Remember that kid in middle school who would make a lame joke and misconstrue the scornful laughter of his classmates as appreciation? Sex and Death 101 is a sexier celluloid manifestation of that twerp. An obscenely vapid plot trembles atop the misguided assumption that even the worst of dialogue and acting can be rectified through explicit content and plentiful cleavage. In case there was any shadow of a doubt, there are some things that even cleavage can’t fix.

The premise is a futile blend of Wedding Crashers-like sexual bravado and The Matrix-type aesthetic phenomenon. Sharp-dressing Roderick Blank (Simon Baker)-a tan, sandy-haired stereotype of white male success-abandons his plans for marriage after receiving an anonymous email listing the names of all the women he’s ever slept with and, more importantly, all the women he will sleep with before he dies. The list ultimately adds up to 101 women and, lending meaning to the title’s flimsy wordplay, it turns out that Roderick learns all kinds of obvious and boring life lessons from his quest to bed every gal on the list. The ensuing shenanigans, much like a 100-level college class, are monotonous, simplistic and-mostly-a waste of time.

While screenwriter Daniel Waters’s Heathers was well-received upon its 1989 release, his sense of humor has decayed noticeably since then. From his tasteless inclusion of a scene in which a group of Catholic 18-year-old schoolgirls lose their virginity to an unconscious Roderick, to his inexplicable fascination with killing off characters by having them trip and break their necks, Waters’ jokes wash clumsily over a quiet, unsmiling audience.

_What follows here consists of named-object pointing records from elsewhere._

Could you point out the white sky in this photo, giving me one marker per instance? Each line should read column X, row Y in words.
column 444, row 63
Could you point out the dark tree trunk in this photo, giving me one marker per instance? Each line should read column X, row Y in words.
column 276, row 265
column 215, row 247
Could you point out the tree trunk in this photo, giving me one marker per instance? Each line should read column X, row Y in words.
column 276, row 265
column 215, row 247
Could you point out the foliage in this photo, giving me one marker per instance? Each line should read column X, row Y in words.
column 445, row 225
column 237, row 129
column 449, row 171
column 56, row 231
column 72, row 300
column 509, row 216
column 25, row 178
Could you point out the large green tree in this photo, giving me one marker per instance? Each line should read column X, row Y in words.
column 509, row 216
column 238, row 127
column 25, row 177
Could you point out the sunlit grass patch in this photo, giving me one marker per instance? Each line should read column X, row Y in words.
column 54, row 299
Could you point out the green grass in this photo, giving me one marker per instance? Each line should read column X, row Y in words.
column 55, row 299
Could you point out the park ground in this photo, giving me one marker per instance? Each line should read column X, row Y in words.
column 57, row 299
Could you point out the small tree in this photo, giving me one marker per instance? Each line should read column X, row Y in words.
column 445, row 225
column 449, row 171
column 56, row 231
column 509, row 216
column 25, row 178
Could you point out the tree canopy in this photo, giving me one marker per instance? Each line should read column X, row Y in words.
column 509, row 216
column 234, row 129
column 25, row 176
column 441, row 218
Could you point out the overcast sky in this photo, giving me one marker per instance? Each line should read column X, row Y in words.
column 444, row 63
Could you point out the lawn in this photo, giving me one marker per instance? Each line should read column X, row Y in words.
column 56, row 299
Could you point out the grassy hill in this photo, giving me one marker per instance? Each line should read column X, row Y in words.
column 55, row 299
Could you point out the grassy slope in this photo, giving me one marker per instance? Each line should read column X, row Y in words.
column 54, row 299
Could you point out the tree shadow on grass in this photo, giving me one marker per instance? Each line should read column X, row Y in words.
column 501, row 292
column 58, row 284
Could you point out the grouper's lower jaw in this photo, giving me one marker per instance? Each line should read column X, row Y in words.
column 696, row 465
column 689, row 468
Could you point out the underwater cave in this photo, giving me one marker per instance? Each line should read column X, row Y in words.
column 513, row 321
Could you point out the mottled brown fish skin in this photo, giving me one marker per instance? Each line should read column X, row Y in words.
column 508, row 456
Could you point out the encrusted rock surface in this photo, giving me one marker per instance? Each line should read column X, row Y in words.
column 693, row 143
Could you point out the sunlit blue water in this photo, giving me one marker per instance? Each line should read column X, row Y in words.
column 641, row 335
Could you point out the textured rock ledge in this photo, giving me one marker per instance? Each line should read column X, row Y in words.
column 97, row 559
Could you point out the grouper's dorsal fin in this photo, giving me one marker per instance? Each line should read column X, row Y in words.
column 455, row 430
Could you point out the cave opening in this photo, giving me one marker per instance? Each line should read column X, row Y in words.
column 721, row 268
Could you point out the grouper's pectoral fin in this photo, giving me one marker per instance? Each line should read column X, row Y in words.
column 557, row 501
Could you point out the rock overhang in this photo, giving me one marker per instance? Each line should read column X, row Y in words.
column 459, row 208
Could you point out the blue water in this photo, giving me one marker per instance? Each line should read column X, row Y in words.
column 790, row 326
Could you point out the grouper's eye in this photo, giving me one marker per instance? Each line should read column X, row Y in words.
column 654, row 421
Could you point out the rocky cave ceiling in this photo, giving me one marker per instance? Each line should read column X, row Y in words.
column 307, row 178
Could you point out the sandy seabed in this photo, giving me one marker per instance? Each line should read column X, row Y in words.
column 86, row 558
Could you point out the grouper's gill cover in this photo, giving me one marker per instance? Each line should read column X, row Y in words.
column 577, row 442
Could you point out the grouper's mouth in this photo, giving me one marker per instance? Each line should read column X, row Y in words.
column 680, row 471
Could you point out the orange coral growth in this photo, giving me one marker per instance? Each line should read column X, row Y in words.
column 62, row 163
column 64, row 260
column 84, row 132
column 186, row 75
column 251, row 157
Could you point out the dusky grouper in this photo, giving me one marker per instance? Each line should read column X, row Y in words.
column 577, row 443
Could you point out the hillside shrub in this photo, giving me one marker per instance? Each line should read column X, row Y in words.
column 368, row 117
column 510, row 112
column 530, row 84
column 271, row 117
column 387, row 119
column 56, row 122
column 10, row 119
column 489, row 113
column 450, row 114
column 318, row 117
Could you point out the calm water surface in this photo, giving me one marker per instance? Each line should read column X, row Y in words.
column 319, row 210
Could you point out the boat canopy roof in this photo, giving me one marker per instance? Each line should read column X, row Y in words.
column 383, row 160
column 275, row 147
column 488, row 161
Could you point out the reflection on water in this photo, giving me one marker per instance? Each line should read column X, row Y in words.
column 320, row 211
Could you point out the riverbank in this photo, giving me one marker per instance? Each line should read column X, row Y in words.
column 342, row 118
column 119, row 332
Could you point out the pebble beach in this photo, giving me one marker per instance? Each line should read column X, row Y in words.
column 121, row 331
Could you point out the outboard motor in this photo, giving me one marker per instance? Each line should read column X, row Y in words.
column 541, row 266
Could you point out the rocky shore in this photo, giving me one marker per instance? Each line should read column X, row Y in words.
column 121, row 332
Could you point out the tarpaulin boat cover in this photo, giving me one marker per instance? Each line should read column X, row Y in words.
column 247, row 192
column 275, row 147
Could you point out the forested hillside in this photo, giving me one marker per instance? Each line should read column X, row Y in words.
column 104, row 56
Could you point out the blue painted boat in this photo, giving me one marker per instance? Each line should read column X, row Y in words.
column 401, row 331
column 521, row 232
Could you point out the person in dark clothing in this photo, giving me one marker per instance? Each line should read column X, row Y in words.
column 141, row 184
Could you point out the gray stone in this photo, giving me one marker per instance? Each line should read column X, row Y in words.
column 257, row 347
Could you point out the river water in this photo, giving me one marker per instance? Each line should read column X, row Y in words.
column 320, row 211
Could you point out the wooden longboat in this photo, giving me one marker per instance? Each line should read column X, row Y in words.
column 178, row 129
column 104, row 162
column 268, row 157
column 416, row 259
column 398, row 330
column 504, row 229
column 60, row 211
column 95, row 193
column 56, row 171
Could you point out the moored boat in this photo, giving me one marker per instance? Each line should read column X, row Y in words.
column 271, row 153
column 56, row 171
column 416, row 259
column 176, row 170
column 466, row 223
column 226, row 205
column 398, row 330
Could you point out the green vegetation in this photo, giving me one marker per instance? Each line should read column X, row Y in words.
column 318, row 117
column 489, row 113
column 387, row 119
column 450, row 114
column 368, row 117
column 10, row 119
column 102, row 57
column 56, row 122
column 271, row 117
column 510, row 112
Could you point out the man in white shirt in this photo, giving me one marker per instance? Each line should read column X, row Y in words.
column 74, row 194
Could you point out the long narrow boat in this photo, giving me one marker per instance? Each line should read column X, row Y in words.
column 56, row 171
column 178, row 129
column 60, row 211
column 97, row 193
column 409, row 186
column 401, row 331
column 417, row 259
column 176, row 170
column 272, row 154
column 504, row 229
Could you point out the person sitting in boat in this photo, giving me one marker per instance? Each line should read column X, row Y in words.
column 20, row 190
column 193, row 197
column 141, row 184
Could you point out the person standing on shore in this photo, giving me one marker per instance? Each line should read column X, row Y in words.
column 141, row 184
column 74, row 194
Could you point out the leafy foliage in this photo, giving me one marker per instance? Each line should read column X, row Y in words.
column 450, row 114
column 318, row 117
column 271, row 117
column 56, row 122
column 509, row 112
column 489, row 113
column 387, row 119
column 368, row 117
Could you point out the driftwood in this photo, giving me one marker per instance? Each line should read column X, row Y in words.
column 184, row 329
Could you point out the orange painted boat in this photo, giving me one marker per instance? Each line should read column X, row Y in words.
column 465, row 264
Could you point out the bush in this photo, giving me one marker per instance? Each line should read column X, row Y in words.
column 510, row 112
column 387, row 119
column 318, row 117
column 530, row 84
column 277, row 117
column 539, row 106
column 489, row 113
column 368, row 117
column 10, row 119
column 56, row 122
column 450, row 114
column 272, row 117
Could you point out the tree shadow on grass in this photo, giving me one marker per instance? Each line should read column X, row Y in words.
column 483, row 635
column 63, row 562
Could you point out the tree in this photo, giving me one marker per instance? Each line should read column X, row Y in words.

The dynamic between Roderick and his friends provides fleeting comic relief, while viewers eventually begin to laugh at unreasonable scenarios like Roderick’s threesome with a famous lesbian power couple and his close encounter with necrophilia. Unfortunately, the laughter sounds more like ridicule than approval.

Waters also makes the odd choice of featuring a seemingly feminist subplot that follows Gillian (played by Winona Ryder), a disgruntled ex-wife who sleeps with sex offenders and misogynists only to poison them into a coma. The two plots lean awkwardly against one another, exploiting negative stereotypes of men and women alike and never really agreeing on a common theme. In the end, Sex and Death 101 is not much more than a sloppy montage of high-resolution porn and weak, unnecessary wisdom.

However, just as that annoying kid in middle school was always good for a cheap laugh at his expense, this movie is idiotic enough to provide unintended entertainment through its own illegitimacy. Whether or not such ironic amusement is worth $8.50 is really up to you.